Our tour started at the lobby of The View at 8am. We were greeted very casually by our Navajo guide, Duffy, almost as if he wasn’t there to do a job, but was meeting friends. I was slightly unsettled at first, but quickly became accustomed to the casual and informal style.
As we were the only tourists on this particular trip he took us outside to his waiting open-air truck and we started the drive.
The early morning sky was covered by patchy clouds and there was barely a whisper of wind to break the quiet chill. We rugged up as best we could do in our jackets. The cool temperature was in such contrast to the dry, desert landscape. Even as the climbing sun beat down on the red dusty countryside, we kept our jackets zipped up tight.
Initially we stopped at most of the popular tourist spots: the world’s largest Elephant Butte (joke intended), the Three Sisters, Big Chief Monument and Sleeping Dragon Rock. We spent time taking multiple shots at John Ford’s Point before our guide finally went off-road into the deserted rugged landscape of the real Monument Valley.
As we passed by some of the valley’s oldest Anasazi ruins, it felt like we were the only ones left in the world. Over the next two hours our tour included stops at the Ear of the Wind arch, a walk inside the Big Hogan and a visit to a traditional Navajo home called a “hogan”.
The Navajo clad their hogans with dirt. At first glance it looks like a giant anthill with a door in the side, much like a hobbit’s home without the grass. Inside we met the granddaughter of the owner proudly sharing her rich family history and hand-made crafts.
After we had visited a number of off-road sites, our guide took us on an exciting sand dune ride through the back of the valley. We navigated deep into side-box canyons before making our way over a shallow muddy/river crossing, before spitting back out onto the more familiar road-worthy dusty trail.

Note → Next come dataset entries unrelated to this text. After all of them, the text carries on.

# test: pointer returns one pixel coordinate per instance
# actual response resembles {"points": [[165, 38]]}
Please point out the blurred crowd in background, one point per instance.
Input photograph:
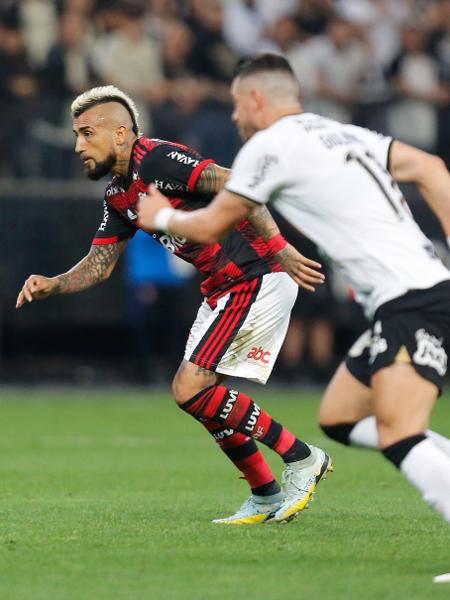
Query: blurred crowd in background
{"points": [[382, 64]]}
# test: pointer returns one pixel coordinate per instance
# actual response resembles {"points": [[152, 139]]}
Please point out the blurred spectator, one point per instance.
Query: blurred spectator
{"points": [[159, 13], [197, 110], [313, 16], [415, 75], [66, 73], [39, 22], [243, 26], [342, 59], [439, 44]]}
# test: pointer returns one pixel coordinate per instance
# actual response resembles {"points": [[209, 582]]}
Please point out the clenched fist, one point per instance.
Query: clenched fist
{"points": [[36, 287]]}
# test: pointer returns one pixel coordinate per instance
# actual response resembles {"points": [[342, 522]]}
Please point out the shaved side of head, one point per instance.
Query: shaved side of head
{"points": [[271, 74], [112, 115], [111, 96], [280, 88]]}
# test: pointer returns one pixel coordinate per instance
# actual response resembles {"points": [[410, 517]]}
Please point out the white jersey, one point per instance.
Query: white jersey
{"points": [[331, 182]]}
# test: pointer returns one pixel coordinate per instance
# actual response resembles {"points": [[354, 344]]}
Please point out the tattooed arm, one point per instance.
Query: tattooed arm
{"points": [[212, 179], [95, 267]]}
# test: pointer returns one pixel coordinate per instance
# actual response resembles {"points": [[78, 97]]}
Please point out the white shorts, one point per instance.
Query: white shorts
{"points": [[243, 334]]}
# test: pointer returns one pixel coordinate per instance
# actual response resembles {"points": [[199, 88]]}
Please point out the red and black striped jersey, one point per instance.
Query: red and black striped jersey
{"points": [[175, 169]]}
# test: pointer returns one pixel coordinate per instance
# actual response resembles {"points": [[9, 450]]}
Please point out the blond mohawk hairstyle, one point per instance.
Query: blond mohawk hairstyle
{"points": [[101, 95]]}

It felt like a much more authentic experience being shown around by a Navajo tribal member. He was full of information about his ancestors and culture, and was very patient with our many questions.
The Bottom Line
Sure you could see Monument Valley by yourself, but you don’t want to. It’s full of so much more than just what can be seen on the public road. Although the landscape looks the same as it did 300 years ago, or even 3,000 years ago, the secret stories of this sacred valley can only be revealed when you venture in deeper with a local guide.